Step 2: Implement the Issue End-to-End
For well-defined issues, use the issue resolution command:
/do-issue 42
This reads the GitHub issue and orchestrates the full fix:
- Reads the issue - title, description, labels, comments
- Plans the approach - identifies affected files and tests needed
- Creates a branch - based on the issue number
- Implements the fix - with tests written first (TDD approach)
- Prepares a PR - linking back to the issue
This is the fastest path from issue to PR. It handles the orchestration so you focus on reviewing the result.

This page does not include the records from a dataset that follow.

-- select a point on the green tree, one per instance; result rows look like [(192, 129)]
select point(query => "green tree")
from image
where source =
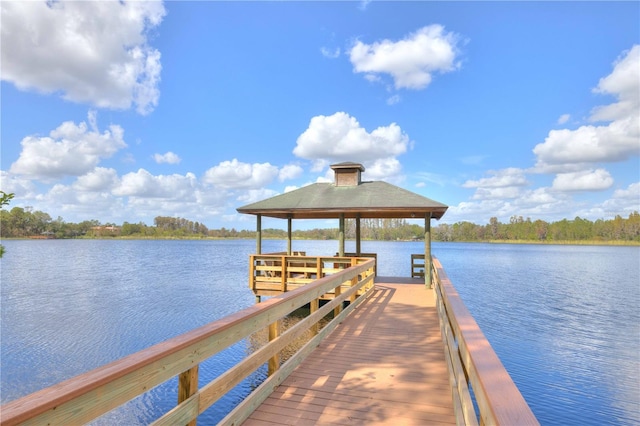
[(4, 201)]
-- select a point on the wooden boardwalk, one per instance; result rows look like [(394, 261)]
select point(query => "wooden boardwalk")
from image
[(383, 365)]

Step 3: Manual Debugging (When Needed)
Sometimes issues need investigation before you can fix them. For complex bugs, work through the problem step by step.
Investigate the Problem
Start by reading the issue and understanding the reproduction steps. Then explore the relevant code:
Show me the API endpoint handlers that process request bodies
Claude will search the codebase, read the relevant files, and explain the code flow.
Find the Root Cause
Ask Claude to trace the execution path:
Trace what happens when an empty POST body hits the /api/data endpoint
Claude reads the handler code, middleware, and validation layers to identify where the 500 error originates.
Verify the Fix
After implementing a fix, verify it works:
Run the tests for the API endpoint module
Claude runs the relevant test suite and reports results. If tests fail, it analyzes the failure and suggests corrections.
Step 4: Create the Issue (When You Find Bugs)
If you discover a bug while working, create an issue to track it:
/create-issue
This creates a formatted GitHub issue with:
- Clear title and description
- Reproduction steps
- Expected vs. actual behavior
- Labels and assignees
Step 5: Close Resolved Issues
After your PR is merged, check if the issue can be closed:
/close-issue 42
This analyzes whether the issue’s requirements have been met by reviewing the linked PR and test evidence.
Debugging Tips
Use Catchup for Context
When you inherit a bug you didn’t create,
/catchup gives you the recent history that led to the current state.
This often reveals what change introduced the bug.
Use Targeted Reviews
If you suspect a specific type of issue:
/bug-review # Systematic bug hunting in recent changes
/test-review # Check if tests actually cover the bug scenario
Work Incrementally
For complex bugs:
- Reproduce the bug (confirm you can trigger it)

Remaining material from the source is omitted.